Track Test Flakiness and Duration with CircleCI Test Insights (2026)

CircleCI’s Test Insights feature doesn’t just tell you which tests are failing; it reveals the hidden, insidious creep of flakiness and duration that’s silently degrading your development velocity.

Let’s see it in action. Imagine a simple Node.js project with a few tests.

// package.json
{
  "name": "my-test-project",
  "version": "1.0.0",
  "scripts": {
    "test": "jest"
  },
  "devDependencies": {
    "jest": "^29.0.0"
  }
}

// __tests__/example.test.js
describe('Math operations', () => {
  test('adds 1 + 2 to equal 3', () => {
    expect(1 + 2).toBe(3);
  });

  // This test is designed to be flaky
  test('random number is even', () => {
    const num = Math.floor(Math.random() * 10);
    expect(num % 2).toBe(0);
  });

  // This test is designed to be slow
  test('should take a while', async () => {
    await new Promise(resolve => setTimeout(resolve, 5000)); // 5 seconds
    expect(true).toBe(true);
  });
});

In your CircleCI configuration (.circleci/config.yml), you’d have a basic test job:

version: 2.1

jobs:
  test:
    docker:
      - image: cimg/node:18.17.0
    steps:
      - checkout
      - run: npm install
      - run: npm test
      # This is the crucial step for Test Insights
      - store_test_results:
          path: test-results

workflows:
  version: 2
  test-and-deploy:
    jobs:
      - test

When this runs on CircleCI, the store_test_results step gathers the output from your test runner (Jest, in this case, which can be configured to output JUnit XML). CircleCI then parses this data.

The real power comes from navigating to your project on CircleCI and clicking the "Test Insights" tab. You’ll see a dashboard showing:

Test Failures: A list of tests that have recently failed, along with their historical failure rates.
Test Durations: A breakdown of how long each test is taking, identifying outliers.
Flaky Tests: Tests that pass and fail intermittently without code changes.
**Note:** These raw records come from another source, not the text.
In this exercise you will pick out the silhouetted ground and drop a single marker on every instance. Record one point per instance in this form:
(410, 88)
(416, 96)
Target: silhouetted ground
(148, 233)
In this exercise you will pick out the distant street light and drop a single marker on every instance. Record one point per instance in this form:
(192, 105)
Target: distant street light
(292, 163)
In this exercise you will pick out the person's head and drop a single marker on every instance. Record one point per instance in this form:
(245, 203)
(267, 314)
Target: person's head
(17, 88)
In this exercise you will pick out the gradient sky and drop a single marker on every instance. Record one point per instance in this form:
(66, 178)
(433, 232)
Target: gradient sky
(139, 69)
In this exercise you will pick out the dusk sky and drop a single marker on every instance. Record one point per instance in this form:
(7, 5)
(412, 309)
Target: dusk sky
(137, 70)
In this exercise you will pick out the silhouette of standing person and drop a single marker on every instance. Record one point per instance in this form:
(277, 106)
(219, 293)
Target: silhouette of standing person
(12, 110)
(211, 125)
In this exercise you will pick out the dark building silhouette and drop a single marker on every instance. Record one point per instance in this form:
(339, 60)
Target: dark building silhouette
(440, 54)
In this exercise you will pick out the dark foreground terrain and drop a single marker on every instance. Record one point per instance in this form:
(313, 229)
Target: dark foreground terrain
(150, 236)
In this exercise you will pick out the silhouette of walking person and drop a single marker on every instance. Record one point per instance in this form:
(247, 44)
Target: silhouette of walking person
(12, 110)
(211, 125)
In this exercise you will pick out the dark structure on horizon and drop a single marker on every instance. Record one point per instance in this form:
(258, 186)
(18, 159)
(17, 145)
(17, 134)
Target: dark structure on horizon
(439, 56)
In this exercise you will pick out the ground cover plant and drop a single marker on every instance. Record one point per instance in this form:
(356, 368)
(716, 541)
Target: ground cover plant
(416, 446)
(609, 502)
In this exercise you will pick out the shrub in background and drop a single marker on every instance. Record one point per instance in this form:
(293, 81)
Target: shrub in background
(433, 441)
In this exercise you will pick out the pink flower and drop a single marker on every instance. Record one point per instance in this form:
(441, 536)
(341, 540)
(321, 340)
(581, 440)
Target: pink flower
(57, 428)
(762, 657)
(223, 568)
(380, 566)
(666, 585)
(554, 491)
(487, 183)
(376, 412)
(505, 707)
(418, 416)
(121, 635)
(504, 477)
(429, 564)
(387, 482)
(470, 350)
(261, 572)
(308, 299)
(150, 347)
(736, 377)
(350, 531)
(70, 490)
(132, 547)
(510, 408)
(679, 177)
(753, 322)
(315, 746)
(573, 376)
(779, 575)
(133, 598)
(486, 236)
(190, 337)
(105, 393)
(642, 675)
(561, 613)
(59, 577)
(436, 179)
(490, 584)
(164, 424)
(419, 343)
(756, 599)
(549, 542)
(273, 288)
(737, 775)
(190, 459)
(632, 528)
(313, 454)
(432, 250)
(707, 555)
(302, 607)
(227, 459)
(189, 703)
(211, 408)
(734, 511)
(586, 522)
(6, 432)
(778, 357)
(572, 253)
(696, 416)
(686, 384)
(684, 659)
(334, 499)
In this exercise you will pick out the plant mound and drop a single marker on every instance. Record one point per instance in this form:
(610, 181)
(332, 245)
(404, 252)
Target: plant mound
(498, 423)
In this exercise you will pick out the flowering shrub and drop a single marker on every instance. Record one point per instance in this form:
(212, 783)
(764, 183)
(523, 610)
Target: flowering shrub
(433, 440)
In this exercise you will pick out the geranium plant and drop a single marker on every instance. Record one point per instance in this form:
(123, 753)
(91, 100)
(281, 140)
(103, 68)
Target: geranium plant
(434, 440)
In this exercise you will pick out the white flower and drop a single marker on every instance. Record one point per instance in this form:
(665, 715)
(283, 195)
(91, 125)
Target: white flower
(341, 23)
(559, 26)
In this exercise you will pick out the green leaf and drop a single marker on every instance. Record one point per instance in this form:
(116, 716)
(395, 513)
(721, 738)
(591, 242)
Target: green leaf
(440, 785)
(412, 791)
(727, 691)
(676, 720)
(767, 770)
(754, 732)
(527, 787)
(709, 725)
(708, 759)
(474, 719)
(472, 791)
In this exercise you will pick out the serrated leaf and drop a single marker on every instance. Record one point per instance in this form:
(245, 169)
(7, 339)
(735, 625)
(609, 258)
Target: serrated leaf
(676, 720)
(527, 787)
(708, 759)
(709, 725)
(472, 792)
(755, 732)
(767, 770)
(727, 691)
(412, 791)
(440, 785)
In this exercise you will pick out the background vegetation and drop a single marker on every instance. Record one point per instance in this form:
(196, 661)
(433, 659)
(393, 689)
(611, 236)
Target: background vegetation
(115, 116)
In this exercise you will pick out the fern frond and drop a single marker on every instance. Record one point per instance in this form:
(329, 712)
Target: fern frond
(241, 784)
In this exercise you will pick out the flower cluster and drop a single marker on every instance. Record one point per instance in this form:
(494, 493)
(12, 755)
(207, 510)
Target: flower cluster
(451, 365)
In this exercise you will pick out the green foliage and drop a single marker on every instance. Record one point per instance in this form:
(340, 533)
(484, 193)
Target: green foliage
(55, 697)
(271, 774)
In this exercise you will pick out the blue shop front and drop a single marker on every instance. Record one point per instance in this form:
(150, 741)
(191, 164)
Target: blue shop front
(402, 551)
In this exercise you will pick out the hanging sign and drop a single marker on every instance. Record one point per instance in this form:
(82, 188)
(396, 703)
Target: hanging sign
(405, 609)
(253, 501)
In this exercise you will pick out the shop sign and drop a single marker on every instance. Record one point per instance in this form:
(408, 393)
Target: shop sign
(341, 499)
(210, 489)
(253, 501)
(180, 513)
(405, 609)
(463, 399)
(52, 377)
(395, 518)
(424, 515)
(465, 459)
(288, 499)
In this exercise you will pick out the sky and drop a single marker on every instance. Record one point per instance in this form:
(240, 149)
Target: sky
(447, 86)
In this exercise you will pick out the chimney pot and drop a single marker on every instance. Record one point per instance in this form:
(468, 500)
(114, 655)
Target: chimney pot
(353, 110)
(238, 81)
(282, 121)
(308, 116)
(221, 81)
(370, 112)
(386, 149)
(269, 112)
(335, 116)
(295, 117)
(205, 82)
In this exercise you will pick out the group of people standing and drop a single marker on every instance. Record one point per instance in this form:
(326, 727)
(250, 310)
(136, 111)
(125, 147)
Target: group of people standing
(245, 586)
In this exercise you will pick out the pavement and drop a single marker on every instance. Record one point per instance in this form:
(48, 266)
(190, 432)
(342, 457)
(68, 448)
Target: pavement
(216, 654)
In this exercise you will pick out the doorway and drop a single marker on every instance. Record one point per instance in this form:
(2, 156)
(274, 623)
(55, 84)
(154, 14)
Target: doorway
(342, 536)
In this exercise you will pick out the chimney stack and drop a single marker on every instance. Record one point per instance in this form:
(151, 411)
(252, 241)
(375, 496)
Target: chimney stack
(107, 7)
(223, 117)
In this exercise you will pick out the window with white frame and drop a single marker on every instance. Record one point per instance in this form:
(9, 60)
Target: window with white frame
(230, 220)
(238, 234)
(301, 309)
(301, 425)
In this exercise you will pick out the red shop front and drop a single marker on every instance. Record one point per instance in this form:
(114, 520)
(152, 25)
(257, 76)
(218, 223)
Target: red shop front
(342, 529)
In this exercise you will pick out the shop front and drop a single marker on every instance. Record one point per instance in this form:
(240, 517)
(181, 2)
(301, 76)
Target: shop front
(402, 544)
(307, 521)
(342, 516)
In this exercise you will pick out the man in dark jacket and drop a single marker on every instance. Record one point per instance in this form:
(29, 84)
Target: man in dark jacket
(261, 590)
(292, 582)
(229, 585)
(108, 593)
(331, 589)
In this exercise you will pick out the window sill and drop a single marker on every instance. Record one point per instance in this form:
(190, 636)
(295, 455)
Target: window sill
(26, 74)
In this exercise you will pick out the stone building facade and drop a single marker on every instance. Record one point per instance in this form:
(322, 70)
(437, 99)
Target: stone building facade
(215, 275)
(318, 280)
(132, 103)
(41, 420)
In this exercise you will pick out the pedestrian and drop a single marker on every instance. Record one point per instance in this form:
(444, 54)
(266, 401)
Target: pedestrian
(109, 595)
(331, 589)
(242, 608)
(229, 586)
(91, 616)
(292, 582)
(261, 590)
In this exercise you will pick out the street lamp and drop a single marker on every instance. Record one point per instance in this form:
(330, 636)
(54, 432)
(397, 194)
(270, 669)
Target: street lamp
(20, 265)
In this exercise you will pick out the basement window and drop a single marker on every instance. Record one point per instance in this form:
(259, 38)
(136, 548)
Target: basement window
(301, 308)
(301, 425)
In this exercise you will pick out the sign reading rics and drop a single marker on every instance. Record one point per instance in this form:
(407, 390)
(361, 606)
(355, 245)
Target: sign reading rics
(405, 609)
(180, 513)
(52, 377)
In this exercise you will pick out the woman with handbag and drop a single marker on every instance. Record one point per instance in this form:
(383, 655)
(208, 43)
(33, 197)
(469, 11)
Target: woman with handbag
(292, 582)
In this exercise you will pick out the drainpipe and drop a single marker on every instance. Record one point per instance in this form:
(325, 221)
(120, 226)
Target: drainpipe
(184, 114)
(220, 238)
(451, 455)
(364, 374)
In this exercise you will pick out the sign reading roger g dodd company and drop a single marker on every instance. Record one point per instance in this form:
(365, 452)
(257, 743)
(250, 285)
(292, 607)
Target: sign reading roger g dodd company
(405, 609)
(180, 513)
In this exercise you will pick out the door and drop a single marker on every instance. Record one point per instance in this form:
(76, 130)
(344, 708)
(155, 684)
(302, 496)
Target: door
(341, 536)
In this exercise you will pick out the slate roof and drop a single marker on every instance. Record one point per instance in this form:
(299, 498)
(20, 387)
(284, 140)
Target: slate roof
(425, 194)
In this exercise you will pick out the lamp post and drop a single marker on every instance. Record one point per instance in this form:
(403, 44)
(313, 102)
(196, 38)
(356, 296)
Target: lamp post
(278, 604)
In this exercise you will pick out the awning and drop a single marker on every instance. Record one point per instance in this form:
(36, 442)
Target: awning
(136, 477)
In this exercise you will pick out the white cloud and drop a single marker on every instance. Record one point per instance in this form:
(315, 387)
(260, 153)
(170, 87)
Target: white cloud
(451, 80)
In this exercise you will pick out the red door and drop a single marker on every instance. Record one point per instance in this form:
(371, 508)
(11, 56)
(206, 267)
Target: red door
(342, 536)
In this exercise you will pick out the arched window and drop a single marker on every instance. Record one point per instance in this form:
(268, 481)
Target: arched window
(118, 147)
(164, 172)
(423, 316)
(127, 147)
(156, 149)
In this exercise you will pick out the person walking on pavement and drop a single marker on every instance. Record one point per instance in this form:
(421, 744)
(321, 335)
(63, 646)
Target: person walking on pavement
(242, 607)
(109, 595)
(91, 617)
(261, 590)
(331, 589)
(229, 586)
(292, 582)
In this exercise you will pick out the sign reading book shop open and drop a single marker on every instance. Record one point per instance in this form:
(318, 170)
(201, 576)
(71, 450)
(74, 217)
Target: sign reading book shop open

This feature solves the problem of "silent killers" in your CI/CD pipeline. Developers often focus on preventing outright test failures, but they neglect the subtle erosion of confidence caused by flaky tests and the ever-increasing build times from slow tests. Test Insights brings these issues to the forefront, making them visible and actionable.

Internally, CircleCI collects test result artifacts (typically in JUnit XML format) from your test commands. It then analyzes this historical data, correlating test names with their execution status and duration across multiple runs. This allows it to identify patterns: a test that fails 10% of the time is flagged as flaky, and a test consistently taking longer than the average is flagged for duration. You control what gets reported by ensuring your test runner outputs results in a format CircleCI understands (like JUnit XML) and by configuring the store_test_results step with the correct path to those artifacts.

The most surprising thing is how Test Insights helps you distinguish between a genuine bug and a test environment issue or a race condition within the test itself. A test that fails only on certain CI runners, or at specific times of day, often points to environmental inconsistencies or timing dependencies that are hard to debug locally. By aggregating data across all your CI runs, Test Insights provides the statistical evidence to pinpoint these subtle problems that would otherwise be dismissed as "random failures."

The next step is to integrate this data into your workflow, perhaps by failing builds if a test exceeds a certain duration threshold or if flakiness crosses an unacceptable percentage.